Nella parte finale del volumetto mons. Sandro Maggiolini si interroga sulle ragioni culturali per cui prevale ancora una nozione ideologica di povero e per cui i «nuovi poveri» continuano a essere trascurati. La principale ideologia che deforma il concetto di povertà è ancora, secondo il vescovo di Carpi, il marxismo, che molti giudicano in crisi ma che in realtà «non ha ancor perso in molte zone la propria notevole capacità di incidenza», anche perché – e lo sa bene l’autore, Pastore in Emilia – conserva ancora «un “apparato” di potere tutt’altro che trascurabile». Accanto al marxismo è poi all’opera in Occidente una «ideologia individualistico-radicale», che tuttavia non va frettolosamente considerata come alternativa rispetto al marxismo, ma che piuttosto ne riprende e ne continua alcuni temi essenziali. Si tratta, secondo mons. Sandro Maggiolini, di una ideologia che presenta «indubbi legami alle tesi fondamentali del “marxismo ortodosso”», anche perché «alcuni elementi fondamentali del sistema dottrinale marxistico sono quasi insensibilmente penetrati nella mentalità che sta alla base di un certo efficientismo consumistico».

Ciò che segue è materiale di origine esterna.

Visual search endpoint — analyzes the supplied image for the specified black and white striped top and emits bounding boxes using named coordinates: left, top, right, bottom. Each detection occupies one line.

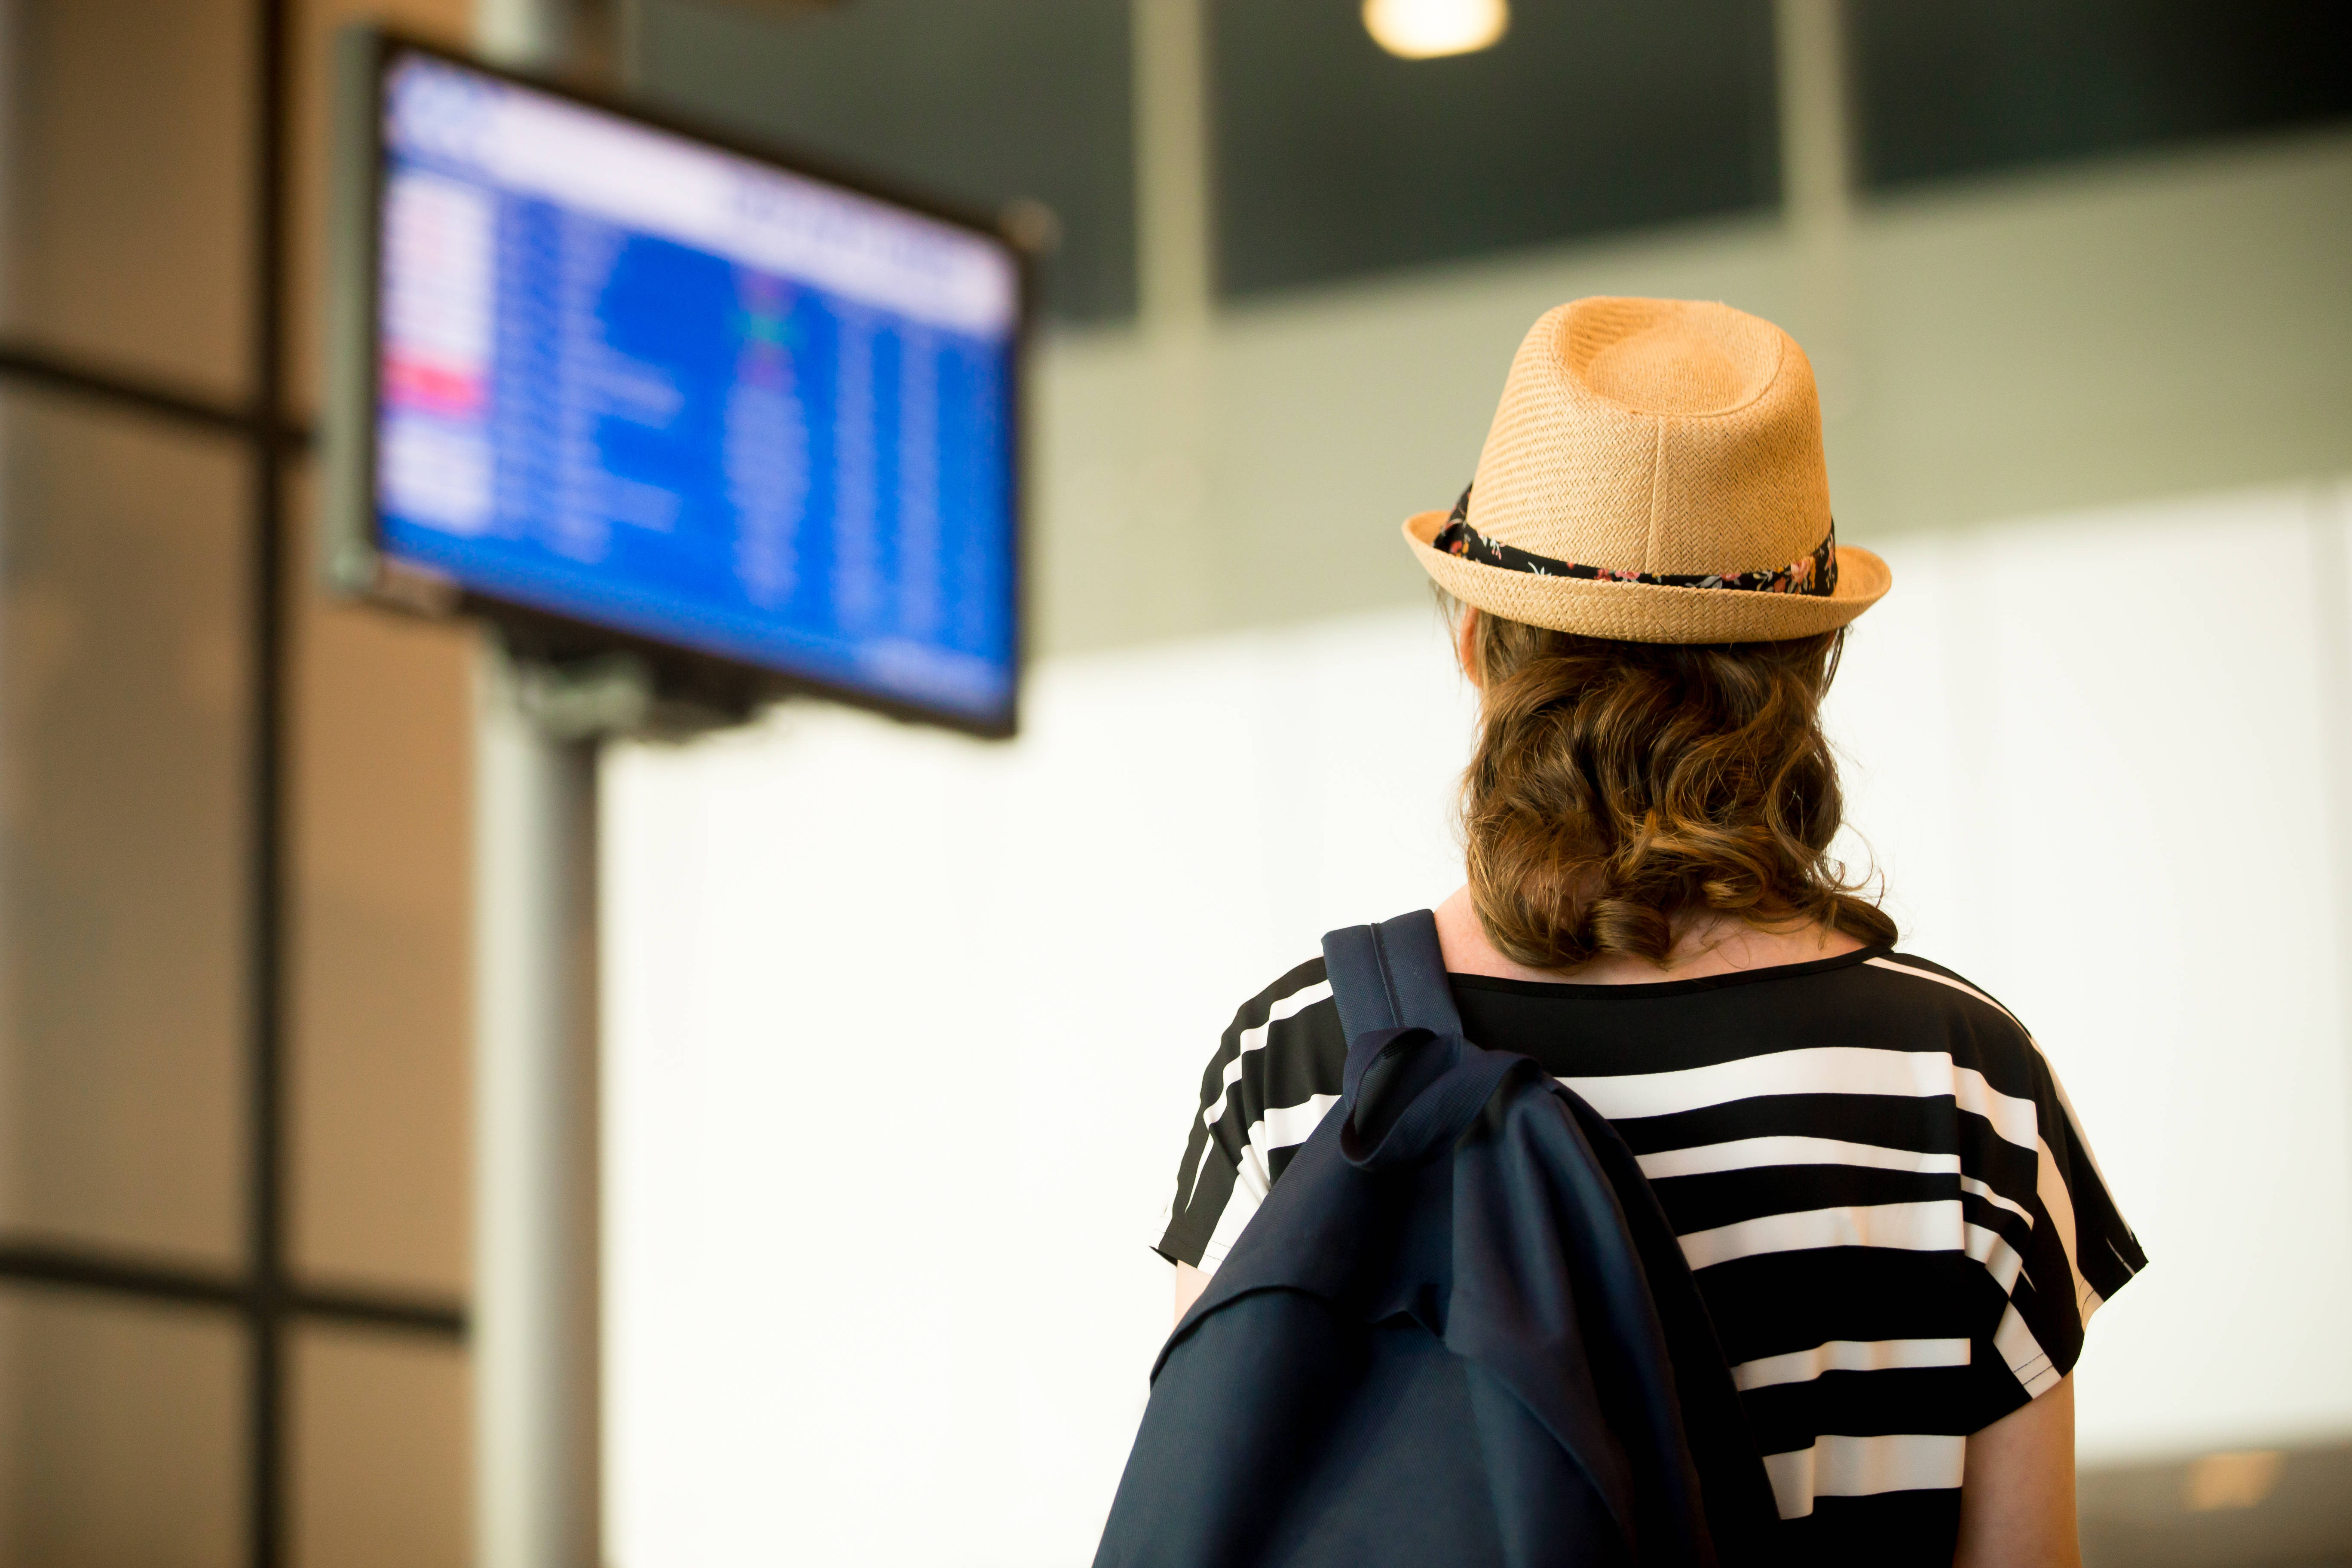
left=1155, top=945, right=2144, bottom=1564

E i cattolici? Sono proprio loro a ripetere più spesso che occorre «scegliere i poveri» o «cominciare dagli ultimi»: ma «“iniziare dagli ultimi” è poco più di uno slogan, finché non si precisa chi siano questi “ultimi”». È necessario allora, al di là degli slogan, che i cattolici sappiano proporre una loro cultura e anche un loro linguaggio, radicati nel Vangelo e tesi alla prospettiva della «civiltà della verità e dell’amore»; mostrando anche, a chi è vittima delle ideologie, le vere cause storiche delle nuove povertà «il rifiuto della Chiesa ha portato al rifiuto di Cristo e al rifiuto di Dio con la conseguente cancellazione dell’uomo».